Ainsi, l’ordre est donné d’avance, et il provient d’un lieu autre, d’une extériorité radicale et incontestable. Et il est incontestable parce que son origine demeure soustraite aux acteurs présents dans la société. Le mythe est incontestable car il se présente comme le récit d’un événement appartenant à un passé immémorial – donc ne prêtant pas à la discussion. Et l’événement conté est événement fondateur de l’ordre social auquel les individus doivent se plier. Mais, et c’est là aussi un point essentiel pour nous, dire que l’ordre a été instauré en d’autres temps, par d’autres personnes (ancêtres, héros, dieux) signifie que la société ne se donne pas à elle même son ordre, ou plus exactement que l’ordre qu’elle se donne elle n’a pas conscience de se le donner. Et, par conséquent ne peut le modifier. La société s’ignore comme instituante, elle refuse de se penser comme source de son ordre. Pour elle l’ordre provient de l’extérieur, d’un autre qu’elle n’est pas et auquel elle se doit d’obéir.

On dira donc avec Marcel Gauchet  que « (…)la prévalence du passé mythique (…) est le moyen et le seul, d’établir une coupure véritablement complète et sans appel entre l’instituant et l’institué, l’unique recours efficace pour fonder un ordre intégralement reçu, entièrement soustrait à la prise des hommes ».

2. L’homme et son monde : nature et culture

Mais ce n’est pas tout les société archaïques se distinguent encore des nôtres par leur rapport à la nature. D’un mot : elles ne se pensent pas par opposition à elle, elles ne distinguent pas comme nous tendons à le faire la culture de la nature. Reste à comprendre ce que cela veut dire et pourquoi il en est ainsi.

L’ethnologie montre clairement que les hommes vivant dans les sociétés primitives ne distinguent pas les deux ordres que sont la nature et la culture, il faut entendre par là que la nature, pour eux est vivante, pleine d’esprits qui l’habitent, de forces surnaturelles. La nature n’est pas régie par les lois de la physique – lois qui sont impersonnelles, mais dominée par des forces vivantes, personnelles. Les hommes projettent dans la nature leur propre mode d’être, ils la pensent de manière anthropomorphique. La nature vit comme nous vivons, ‘fonctionne’ comme nous fonctionnons. Une telle compréhension de la nature implique que l’homme n’est pas foncièrement différent d’elle : l’homme est comme est la nature.
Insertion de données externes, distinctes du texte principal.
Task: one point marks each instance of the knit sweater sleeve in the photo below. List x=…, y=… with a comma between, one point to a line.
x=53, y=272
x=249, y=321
Il ne s’y oppose pas, il lui appartient comme l’une de ses parties, l’un de ses éléments. Pour l’homme ‘primitif’ la distinction entre nature et culture, distinction qui pour nous est centrale, n’a pas lieu d’être – en tout cas pas de manière aussi tranchée qu’elle l’est dans la pensée ‘moderne’[4].

Cette immersion de l’homme dans la nature s’explique par le rôle essentiel du Passé dans la mise en ordre de la société. De même que les individus doivent respecter les usages ancestraux en les répétant, de même, ils doivent respecter l’organisation de leur univers, de leur « monde environnant ». L’ordre du monde doit être respecté, maintenu comme les actions des ancêtres doivent être répétées.

En d’autres termes, l’homme co-appartient si fondamentalement à la nature, qu’il ne saurait en déranger l’ordre. Ce n’est pas lui qui ordonne la nature, mais la nature qui lui impose son ordre. Ce qui apparaît clairement c’est que nature et culture sont plus ou moins confondus : pour l’homme primitif l’homme n’est pas l’autre de la nature.

Certes, les sociétés archaïques trouvent les moyens de leur subsistance dans la nature, néanmoins, elles ne la transforment pas radicalement, comme le feront les grandes civilisations fondées sur l’agriculture.

Conclusion

Que pouvons-nous conclure de cette présentation ? Les sociétés primitives se fondent sur la répétition. L’ordre social comme les relations de la société à la nature doit être respecté, il doit se perpétuer. Les sociétés primitives se refusent à la nouveauté, elles s’interdisent le changement : ce qui a été donne sa règle au présent – le présent doit répéter le passé : mais si le présent répète le passé, alors il n’y a plus d’avenir possible.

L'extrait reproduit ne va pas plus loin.